Все еще держа ее за руку, он наклонился к Кристине. Она слегка запрокинула голову, словно сделала это неохотно. Ее пальцы сжались вокруг его пальцев, и это легкое давление вызвало вибрацию в его теле… пульсирующий, неодолимый поток,
Маркус наклонился ближе. Всего в одном дыхании от ее губ он замер, его сердце громко стучало. Он отчетливо вспомнил боль потери, горе и злость… недели, месяцы этих переживаний. Но затем он также вспомнил сладость и нежную податливость поцелуев, которые он украл много лет назад.
Его губы коснулись ее, и это стало потрясением, острым и сладостным одновременно, и мягким тоже, и таким знакомым… и к этому примешивалась пронзительная боль желания. Именно это желание заставило Маркуса обхватить ее руками и притянуть ближе к себе, и поцеловать ее долгим и глубоким поцелуем… чего он никогда не осмелился сделать десять лет назад.
Но сейчас все было по-другому. Кристина больше не была наивной маленькой девочкой, легко пугающейся своего желания. Ее губы раскрылись, чтобы впустить его язык, и она растаяла, прижавшись к нему, отвечая на его эротический вызов как женщина, испытывающая нежную страсть.
Она была такой теплой в его объятиях, словно возвращение домой, словно любовь и семья. И все же это также не было и безопасным очагом, потому что, как Маркус быстро узнавал, ее тепло подпитывало его желание, и огонь разгорался очень быстро.
Ее крепкие груди прижались к шерсти его фрака, но это было недостаточно. Его руки двигались по ее спине, прижимая ее ближе, но недостаточно близко, потому что его перчатки прикасались к шелку, а Маркус хотел, чтобы плоть касалась плоти. Его руки легли на основание ее позвоночника, затем – на прелестный изгиб бедер. Кристина была достаточно близко, чтобы осознавать его болезненное возбуждение. Маркус хотел, чтобы она была еще ближе, хотел что есть сил прижать ее к себе, но это только ухудшило бы дело. Он уже терял над собой контроль.

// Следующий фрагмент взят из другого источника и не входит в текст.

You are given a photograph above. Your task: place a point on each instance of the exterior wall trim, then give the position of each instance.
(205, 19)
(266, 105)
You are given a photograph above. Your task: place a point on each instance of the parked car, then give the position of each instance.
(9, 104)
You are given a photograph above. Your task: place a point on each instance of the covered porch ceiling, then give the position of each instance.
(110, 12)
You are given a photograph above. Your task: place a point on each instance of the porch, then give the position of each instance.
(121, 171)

Маркус оторвался от ее рта. Он собирался и вовсе отпустить ее, но в тот же момент, когда Кристина начала отстраняться, его руки сжались на ее талии.

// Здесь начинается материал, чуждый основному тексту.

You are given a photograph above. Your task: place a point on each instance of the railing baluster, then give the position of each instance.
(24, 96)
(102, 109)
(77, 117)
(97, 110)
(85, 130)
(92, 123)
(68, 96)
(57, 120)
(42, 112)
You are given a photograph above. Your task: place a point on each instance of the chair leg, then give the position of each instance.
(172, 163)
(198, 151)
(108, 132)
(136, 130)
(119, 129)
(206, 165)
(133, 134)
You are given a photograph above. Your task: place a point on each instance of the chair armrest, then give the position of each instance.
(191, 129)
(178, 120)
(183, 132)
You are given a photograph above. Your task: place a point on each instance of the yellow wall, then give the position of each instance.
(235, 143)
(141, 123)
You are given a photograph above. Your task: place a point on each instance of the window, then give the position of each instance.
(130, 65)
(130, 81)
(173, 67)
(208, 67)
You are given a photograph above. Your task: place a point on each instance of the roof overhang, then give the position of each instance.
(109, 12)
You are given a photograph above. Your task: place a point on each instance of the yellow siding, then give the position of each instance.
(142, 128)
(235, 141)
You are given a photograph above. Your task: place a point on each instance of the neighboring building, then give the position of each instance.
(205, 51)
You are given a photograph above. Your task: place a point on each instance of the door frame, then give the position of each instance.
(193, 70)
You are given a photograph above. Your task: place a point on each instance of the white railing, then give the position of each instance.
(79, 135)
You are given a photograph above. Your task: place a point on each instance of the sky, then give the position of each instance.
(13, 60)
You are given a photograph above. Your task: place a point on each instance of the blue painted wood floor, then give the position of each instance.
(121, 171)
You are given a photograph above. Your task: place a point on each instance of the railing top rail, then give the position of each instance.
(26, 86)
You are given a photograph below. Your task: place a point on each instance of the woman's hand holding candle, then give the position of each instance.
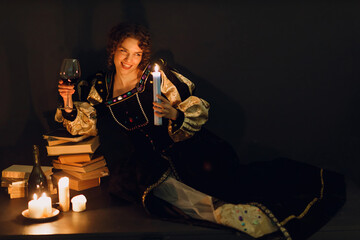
(165, 109)
(156, 91)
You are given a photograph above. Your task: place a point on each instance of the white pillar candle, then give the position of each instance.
(46, 203)
(78, 203)
(35, 208)
(64, 194)
(157, 90)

– Теперь ты не сможешь вернуться в зал, – произнес он, еле ворочая языком. – Ты вся… растрепана. – Восхитительно растрепана. Ее аккуратная прическа развалилась, платье соблазнительно помялось, а дыхание участилось. Маркус подумал о том, каким образом он может привести ее в еще более взъерошенное и разгоряченное состояние, и его собственное дыхание сделалось затрудненным. Он притянул ее ближе. Кристина застыла и напряглась.

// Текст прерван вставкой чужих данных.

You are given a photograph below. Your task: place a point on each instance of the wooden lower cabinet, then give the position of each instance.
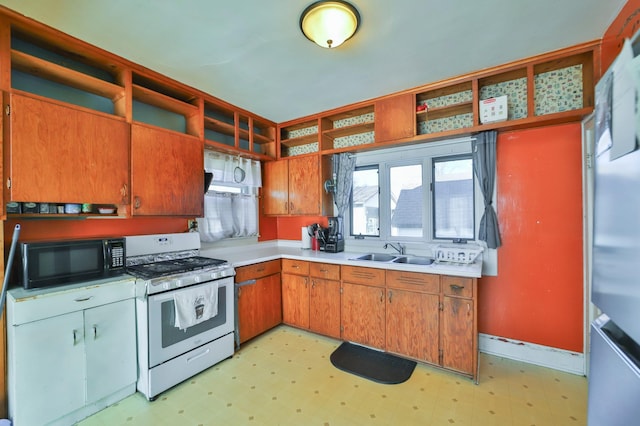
(459, 325)
(363, 306)
(295, 293)
(259, 299)
(412, 324)
(311, 296)
(413, 315)
(324, 299)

– Не дразни меня, Кристина, – проговорил он. – Я всего лишь хочу еще раз поцеловать тебя.
– Нет, – ответила она. – Я дала тебе дюйм, который ты хотел – а ты преодолел десять миль. Затем ты имел наглость сообщить мне, что я растрепана – словно я сама сделала все это – с целью привести тебя в смятение, как полагаю.
– Признаю себя виновным по обвинению в растрепанности, – согласился Маркус. – Но ты сотрудничала со мной.
– Кажется, у тебя есть определенная способность добиваться сотрудничества, – заявила Кристина. – Но опять же, ты обладал этим десять лет назад. Очевидно, мои способности к сопротивлению на несколько лет отстают от твоих умений убеждать.
– Ты никогда и не пыталась сопротивляться, ни тогда, ни сейчас, – возмутился Маркус. – Напротив, ты намеренно разыскивала меня, в обоих случаях, и соблазняла меня.
– Отлично, я соблазняла тебя, – воскликнула она. – А ты опять стал беспомощной жертвой моих неотразимых уловок, несмотря на то, что ты – успешный, влиятельный мужчина тридцати четырех лет. А из-за того, что я не хочу быть соблазненной на черной лестнице твоего брата – точно так же, как не захотела убежать с тобой и разрушить свою репутацию, – я превращаюсь в бессердечную кокетку. – Кристина опустила взгляд на его руки. – Возможно, пришло время выпустить тебя из моих порочных когтей.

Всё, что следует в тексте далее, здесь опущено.